I watch too much TV, see too many movies, and play too many video game, and I spend way too much time thinking about it all. Clearly, my thoughts are simply not important whatsoever...so here they are!
Wednesday, October 27, 2010
Couch-Blocking and Hair Eating - Raising Hope "Say Cheese" Review
I found the first few episodes of Raising Hope to be charming and promising, but nothing that really inspired me to keep watching. Then I watched "Say Cheese," and I have decided to keep with the freshman comedy. The premise of a young father raising a baby with his two shotgun-married teenage parents and his senile great-grandmother actually has a lot of opportunities. As the baby grows, so does the father, and so do the just-breaking-40 grandparents, and as long as it keeps blending the dark-bordering-on-evil family dysfunction of Married...With Children with the mostly-well-intentioned dysfunction of Malcolm in the Middle, then we've got a winner.
Jimmy's attempts at wooing the grocery store clerk are a refreshing kind of awkward: cutesy, and not so painful. After The Office, sometimes its nice to see awkwardness outside of a mockumentary. It helps that Jimmy and Sabrina are doing just the right amount of flirting so we could buy them as both boyfriend/girlfriend as well as just friends.
I enjoyed the family portraits a lot. They were horrible. I've never experienced anything worse than a button-down shirt and a combover, never any ski-resort or French pictures. And my mother spent more of her time yelling at my little sister to stop messing up her hair and/or dress, and I just wanted to get it in and out, so Virginia holds the world cup for Family Portrait craziness!
It would definitely make sense, though, that Virginia would put so much emphasis on the family portrait. There's just so much about life that can't be controlled, so having one nice thing, just one, would work wonders for her. Sabrina hit the nail on the head, though. No family portrait is actually reflective of a family's true nature. No matter what they say, or how you see them act, no family is so sweet and wonderful to have such contentment and happiness.

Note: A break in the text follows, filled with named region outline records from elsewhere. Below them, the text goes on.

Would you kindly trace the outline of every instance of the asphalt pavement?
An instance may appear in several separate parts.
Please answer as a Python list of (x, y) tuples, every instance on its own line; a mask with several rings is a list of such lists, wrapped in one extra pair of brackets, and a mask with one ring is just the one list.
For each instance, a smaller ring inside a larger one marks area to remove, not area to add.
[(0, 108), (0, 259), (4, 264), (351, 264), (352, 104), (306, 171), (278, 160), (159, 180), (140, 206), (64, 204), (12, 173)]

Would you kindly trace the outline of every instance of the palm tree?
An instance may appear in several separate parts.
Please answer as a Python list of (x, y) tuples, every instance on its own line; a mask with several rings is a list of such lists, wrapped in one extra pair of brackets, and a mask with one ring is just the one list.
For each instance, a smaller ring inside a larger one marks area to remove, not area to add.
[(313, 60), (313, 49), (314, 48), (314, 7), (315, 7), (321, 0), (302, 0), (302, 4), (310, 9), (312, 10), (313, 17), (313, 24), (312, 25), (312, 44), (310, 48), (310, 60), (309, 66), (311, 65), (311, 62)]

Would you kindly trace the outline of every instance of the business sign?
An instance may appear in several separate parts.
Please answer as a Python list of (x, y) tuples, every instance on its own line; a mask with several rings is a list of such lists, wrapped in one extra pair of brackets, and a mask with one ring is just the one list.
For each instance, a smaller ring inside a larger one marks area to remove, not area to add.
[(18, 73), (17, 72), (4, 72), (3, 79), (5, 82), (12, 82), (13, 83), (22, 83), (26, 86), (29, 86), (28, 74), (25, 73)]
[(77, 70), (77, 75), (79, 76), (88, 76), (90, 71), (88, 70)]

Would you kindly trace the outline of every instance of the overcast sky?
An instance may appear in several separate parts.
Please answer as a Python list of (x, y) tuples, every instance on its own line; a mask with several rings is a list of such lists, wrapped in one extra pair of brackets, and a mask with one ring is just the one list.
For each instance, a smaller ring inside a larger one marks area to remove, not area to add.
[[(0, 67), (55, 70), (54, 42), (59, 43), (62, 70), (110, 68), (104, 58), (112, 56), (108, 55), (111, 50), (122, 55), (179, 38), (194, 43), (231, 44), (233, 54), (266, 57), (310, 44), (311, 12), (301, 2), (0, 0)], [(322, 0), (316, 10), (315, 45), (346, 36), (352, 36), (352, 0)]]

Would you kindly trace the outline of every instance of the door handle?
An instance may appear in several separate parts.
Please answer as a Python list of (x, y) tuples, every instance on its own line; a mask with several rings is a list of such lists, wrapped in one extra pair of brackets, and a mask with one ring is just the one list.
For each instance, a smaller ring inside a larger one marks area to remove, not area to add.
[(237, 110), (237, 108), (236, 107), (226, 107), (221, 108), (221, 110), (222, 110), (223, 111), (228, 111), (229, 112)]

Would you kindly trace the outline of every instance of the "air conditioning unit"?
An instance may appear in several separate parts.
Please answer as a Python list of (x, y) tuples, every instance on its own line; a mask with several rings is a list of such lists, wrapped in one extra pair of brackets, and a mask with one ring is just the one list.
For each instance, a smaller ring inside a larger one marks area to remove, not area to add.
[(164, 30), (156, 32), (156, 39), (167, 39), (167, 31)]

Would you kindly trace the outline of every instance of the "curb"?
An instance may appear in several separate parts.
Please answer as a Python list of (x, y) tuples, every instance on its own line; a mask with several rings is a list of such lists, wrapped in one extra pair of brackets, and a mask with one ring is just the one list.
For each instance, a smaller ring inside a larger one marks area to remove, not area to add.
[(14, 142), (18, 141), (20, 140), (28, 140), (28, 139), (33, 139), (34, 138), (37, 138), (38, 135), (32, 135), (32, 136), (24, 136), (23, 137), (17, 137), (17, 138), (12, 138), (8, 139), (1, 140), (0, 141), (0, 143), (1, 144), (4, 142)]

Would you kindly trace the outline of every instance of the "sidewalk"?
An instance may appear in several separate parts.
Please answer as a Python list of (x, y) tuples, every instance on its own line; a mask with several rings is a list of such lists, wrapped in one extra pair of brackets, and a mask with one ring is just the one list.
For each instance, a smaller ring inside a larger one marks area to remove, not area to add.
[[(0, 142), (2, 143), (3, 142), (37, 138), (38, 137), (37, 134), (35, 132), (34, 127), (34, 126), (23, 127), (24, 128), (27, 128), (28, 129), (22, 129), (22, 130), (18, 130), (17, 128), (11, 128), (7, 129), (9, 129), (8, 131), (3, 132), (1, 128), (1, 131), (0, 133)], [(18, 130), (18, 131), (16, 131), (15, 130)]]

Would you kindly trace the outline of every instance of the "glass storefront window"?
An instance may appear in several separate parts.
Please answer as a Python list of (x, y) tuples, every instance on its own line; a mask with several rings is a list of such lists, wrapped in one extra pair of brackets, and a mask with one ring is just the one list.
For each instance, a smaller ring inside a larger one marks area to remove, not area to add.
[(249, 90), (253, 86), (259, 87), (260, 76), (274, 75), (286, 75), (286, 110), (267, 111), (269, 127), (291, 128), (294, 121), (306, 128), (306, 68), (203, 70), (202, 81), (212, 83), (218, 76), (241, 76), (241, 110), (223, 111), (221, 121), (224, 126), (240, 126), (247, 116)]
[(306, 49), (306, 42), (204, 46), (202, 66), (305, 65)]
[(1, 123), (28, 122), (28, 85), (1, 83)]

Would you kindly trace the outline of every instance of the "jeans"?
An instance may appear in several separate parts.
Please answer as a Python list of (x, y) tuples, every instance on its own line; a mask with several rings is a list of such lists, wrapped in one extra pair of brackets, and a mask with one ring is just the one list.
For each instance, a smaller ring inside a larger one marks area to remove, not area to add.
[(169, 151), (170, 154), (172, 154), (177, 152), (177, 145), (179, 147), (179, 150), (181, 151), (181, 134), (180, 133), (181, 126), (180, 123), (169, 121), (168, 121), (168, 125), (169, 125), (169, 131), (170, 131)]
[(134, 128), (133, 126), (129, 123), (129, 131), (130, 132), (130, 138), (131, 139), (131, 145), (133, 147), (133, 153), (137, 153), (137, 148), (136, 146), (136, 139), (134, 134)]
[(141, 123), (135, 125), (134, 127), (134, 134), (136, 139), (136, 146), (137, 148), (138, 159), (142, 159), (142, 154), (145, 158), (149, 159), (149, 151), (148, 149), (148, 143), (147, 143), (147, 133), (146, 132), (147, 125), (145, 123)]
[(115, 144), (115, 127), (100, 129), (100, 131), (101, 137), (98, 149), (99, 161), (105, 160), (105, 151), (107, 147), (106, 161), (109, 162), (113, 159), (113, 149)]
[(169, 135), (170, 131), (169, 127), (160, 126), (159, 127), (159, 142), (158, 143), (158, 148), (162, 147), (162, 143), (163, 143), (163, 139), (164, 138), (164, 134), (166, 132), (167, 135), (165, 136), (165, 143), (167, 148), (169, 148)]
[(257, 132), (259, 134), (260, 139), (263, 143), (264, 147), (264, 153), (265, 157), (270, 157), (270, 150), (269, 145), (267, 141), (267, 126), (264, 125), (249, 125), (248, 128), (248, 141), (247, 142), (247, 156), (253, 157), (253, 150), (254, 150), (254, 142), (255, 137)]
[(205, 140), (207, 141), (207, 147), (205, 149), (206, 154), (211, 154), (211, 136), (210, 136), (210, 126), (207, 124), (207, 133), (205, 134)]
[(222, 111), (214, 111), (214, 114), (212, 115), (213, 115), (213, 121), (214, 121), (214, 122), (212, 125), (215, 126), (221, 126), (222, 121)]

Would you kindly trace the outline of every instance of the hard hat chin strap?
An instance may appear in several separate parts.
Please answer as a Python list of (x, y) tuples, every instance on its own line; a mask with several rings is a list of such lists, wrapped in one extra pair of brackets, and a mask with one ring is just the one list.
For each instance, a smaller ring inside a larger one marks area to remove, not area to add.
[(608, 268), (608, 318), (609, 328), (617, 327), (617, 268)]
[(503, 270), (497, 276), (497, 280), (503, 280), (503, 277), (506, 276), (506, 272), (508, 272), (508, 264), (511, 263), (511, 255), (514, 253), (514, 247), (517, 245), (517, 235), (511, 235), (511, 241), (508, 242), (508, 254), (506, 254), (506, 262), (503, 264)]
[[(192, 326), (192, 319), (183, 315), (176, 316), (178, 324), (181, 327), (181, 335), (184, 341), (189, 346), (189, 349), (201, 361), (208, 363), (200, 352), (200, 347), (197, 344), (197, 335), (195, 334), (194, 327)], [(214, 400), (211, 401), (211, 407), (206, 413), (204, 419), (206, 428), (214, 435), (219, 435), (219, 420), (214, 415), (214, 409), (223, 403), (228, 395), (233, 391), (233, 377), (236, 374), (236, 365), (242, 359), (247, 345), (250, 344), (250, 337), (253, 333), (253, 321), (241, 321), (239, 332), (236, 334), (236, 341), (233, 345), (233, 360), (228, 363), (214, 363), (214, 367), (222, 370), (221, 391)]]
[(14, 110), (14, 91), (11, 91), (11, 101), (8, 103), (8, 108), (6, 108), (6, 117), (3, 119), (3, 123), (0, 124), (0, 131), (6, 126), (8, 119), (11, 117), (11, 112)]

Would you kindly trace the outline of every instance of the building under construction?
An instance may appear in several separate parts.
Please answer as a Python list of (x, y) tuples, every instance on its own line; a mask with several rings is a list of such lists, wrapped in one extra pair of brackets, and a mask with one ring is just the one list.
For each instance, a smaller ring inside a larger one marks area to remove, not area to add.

It also makes sense that, since Virginia thinks that a happy portrait means a happy family, a portrait with a theme, like skiing or France or just plain nice clothing, means that the family can do fun things together, which is something the Chances cannot do, and its the closest they can get to actually going skiing or actually going to France, or actually owning nice things without worrying about finance charges.
All that said, I do believe that Virginia is the worst/best kind of crazy. She simultaneously pushes Jimmy to kiss Sabrina, but then proceeds to block Jimmy's advances on the dip-couch, to make herself look less crazy, but does exactly the opposite.
Speaking of crazy, the writers need to figure out a better way to work Maw-Maw. In the past, she's been stumbling through various senile episodes with moments of lucidity, which is when I end up liking her the most. I give the character a bit of a pass, though, because A) for a family to put a crazy loved one in a home, it would cost much more than the time it takes to care for her, and B) this acting is probably the best they can do to keep Cloris Leachman from eating everyone alive.
The traffic light/singing scene is just the right amount of sweet to balance a show with so much sour. I believe that however low a show will dip for the nasty, that's exactly how low it should dip for the sappy. When Maw-Maw is giving pseudo-birth, you've gotta end on a "Whacka-Do" singalong in a pickup truck.
The whole Friends referencing moments with Jimmy/Sabrina and Ross/Rachel were great, and excellent meta-referencing. I will say that despite Sabrina's comments at the end and Virginia's yelling, I agree with Jimmy, that things could, and hopefully will, change between him and Sabrina.
Fun Things:
-It's not that I don't believe the family would compete over balloon bouncing, but where does Virginia get the time to defend her record?
-The pseudo-birth gave Maw-Maw's crazy a fluid line of thought, which made her a bit more likeable.
-Love/Hate Burt's long hair in the flashbacks.
-Hair eating is disgusting, but it gave Jimmy a nice dash of neurosis. It works.
-I don't know what I liked better: the price tags on the sweaters and the French outfits, or the lack thereof on Virginia's '50's outfit, implying that she actually owns it.
-"If I ever get that crazy, take me in the backyard and blow my head off with a shotgun."
-"I better go before this gets on Dateline."
-I never played with Shrinky-Dinks. The closest I got was that thing where you could bake rubber bugs. Does that count?
-"Ignore? How does that work on a phone? I mean, I can ignore people in real life..."
-The baby playing Xbox!
-"You know how I feel about finance charges!"
-I was half expecting Virgina to start macking on Sabrina when she sat on the dip-couch.
Grade: A-
Virginia's inability to be sane was a blast, and it was cute watching Jimmy trying so hard to flirt with Sabrina. Even Maw-Maw's story worked for me, but I'm gonna need a little more to prove that Cloris Leachman knows what she's doing.
MVP Martha Plimpton owned Virginia's crazy. I don't think I've ever seen someone go from calm to batshit in less than a second like her
Runner-Up Lucas Neff, for making hair eating disturbingly believable.